Here it is necessary to explain: our report is a dedicated database server, the data from the production line subscription. is often called "Read and write separation."


If you create a table partition directly on the original table, you will find that the thing that executes the table partition is directly deadlocked. The reason: Table partitioning operation itself will lock the table, the production line is still pushing data, so it is easy to "block", "deadlock".


I think the good plan is: Create a new table (empty table), build a table partition on the new table, and then copy the data.


I'm going to do this. Wait a minute. I seem to have entered a serious misunderstanding.


Analysis: The original SQL statement and business requirements, is the production line of data to do product and serial number of the trace, the key is that there is no regular "conditions" in the query conditions (such as date, number), rushed to do the table partition, here almost meaningless. Instead, it degrades query performance.

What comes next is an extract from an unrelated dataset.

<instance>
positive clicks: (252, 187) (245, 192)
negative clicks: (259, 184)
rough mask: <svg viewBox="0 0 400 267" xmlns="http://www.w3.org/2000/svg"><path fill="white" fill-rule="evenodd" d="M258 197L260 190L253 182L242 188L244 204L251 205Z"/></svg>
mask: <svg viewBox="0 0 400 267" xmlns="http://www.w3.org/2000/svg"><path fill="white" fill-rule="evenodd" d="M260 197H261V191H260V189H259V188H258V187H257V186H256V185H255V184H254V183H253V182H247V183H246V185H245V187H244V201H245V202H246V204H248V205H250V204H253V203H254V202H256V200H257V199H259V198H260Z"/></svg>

Good risk. The first step is to do a SQL statement analysis.


I. Analysis of the original SQL statements


1. The Where condition of the query statement, with a large number of fragments of @var in ... or (@var = ")

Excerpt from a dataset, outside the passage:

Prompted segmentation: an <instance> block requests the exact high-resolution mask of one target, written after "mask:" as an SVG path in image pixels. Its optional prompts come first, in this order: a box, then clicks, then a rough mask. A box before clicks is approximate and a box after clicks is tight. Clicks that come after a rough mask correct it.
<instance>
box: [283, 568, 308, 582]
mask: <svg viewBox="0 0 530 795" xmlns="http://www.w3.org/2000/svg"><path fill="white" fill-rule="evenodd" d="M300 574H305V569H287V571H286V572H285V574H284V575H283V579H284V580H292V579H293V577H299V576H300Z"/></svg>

2. Where condition has like '% ' + @var + '% '

3. Where condition has case ... End function

4. Multiple connections to the same table query, and the use of their own nested view chart, is not necessary, whether or not to replace.

5. The SQL statement has an * number, and the view also has an * number appearing


Two. Optimized design


The first is to rewrite with stored procedures, the advantage is flexible design.

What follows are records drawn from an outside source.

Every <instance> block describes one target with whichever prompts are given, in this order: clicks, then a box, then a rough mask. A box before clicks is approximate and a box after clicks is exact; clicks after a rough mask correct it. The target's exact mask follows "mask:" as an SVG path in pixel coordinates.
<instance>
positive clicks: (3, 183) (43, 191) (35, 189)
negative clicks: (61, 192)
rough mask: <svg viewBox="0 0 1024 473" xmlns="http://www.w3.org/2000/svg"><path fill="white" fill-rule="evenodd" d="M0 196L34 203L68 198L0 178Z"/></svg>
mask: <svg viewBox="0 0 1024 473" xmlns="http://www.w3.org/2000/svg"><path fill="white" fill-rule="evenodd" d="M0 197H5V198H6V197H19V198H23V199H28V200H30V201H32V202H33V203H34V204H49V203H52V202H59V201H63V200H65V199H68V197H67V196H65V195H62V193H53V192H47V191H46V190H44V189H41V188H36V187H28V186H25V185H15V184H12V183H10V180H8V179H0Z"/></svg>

The core idea is to get a temporary table with one or more query conditions (at least one for the query criteria), and to update the temporary table for each query condition if the collection is found, and then simply determine if the temporary table has a value. And so on, you can create multiple temporary tables to summarize the query criteria.



  


There are at least two advantages to doing this:


1. Omit the judgment of the variable = @var or (@var = ");

2. Discard SQL stitching to improve code readability.


Then there is the writing of stored procedures, the process to note:


1. Try to find a way to use temporary table scan instead of full table scan;

2. Discard in and not statements, using exists and not exists substitution;

3. And the customer to confirm that the fuzzy query is necessary, if not necessary, remove the like statement;

4. Pay attention to the establishment of appropriate, consistent with the scene of the index;

5. Step on the "*" number;

6. Avoid functional operation of the field in the Where condition;

7. For reports with low real-time requirements, allow dirty reads (with (NOLOCK)).


Three. Stored Procedures


If you want to refer to the details of the optimized design fragment, see the SQL code:


Because the code section is too long, the length of this article is limited, please go to http://www.cnblogs.com/hangwei/p/4399238.html view


While sacrificing the readability of the code, it creates a performance value. My level is limited, also please advise.


Finally, after you replace the SSRS report with this stored procedure, SQL Query Analyzer is second-check. b/S front end spents 1-2 seconds.

Contact Us

The content source of this page is from Internet, which doesn't represent Alibaba Cloud's opinion; products and services mentioned on that page don't have any relationship with Alibaba Cloud. If the content of the page makes you feel confusing, please write us an email, we will handle the problem within 5 days after receiving your email.

If you find any instances of plagiarism from the community, please send an email to: info-contact@alibabacloud.com and provide relevant evidence. A staff member will contact you within 5 working days.

A Free Trial That Lets You Build Big!

Start building with 50+ products and up to 12 months usage for Elastic Compute Service

  • Sales Support

    1 on 1 presale consultation

  • After-Sales Support

    24/7 Technical Support 6 Free Tickets per Quarter Faster Response

  • Alibaba Cloud offers highly flexible support services tailored to meet your exact needs.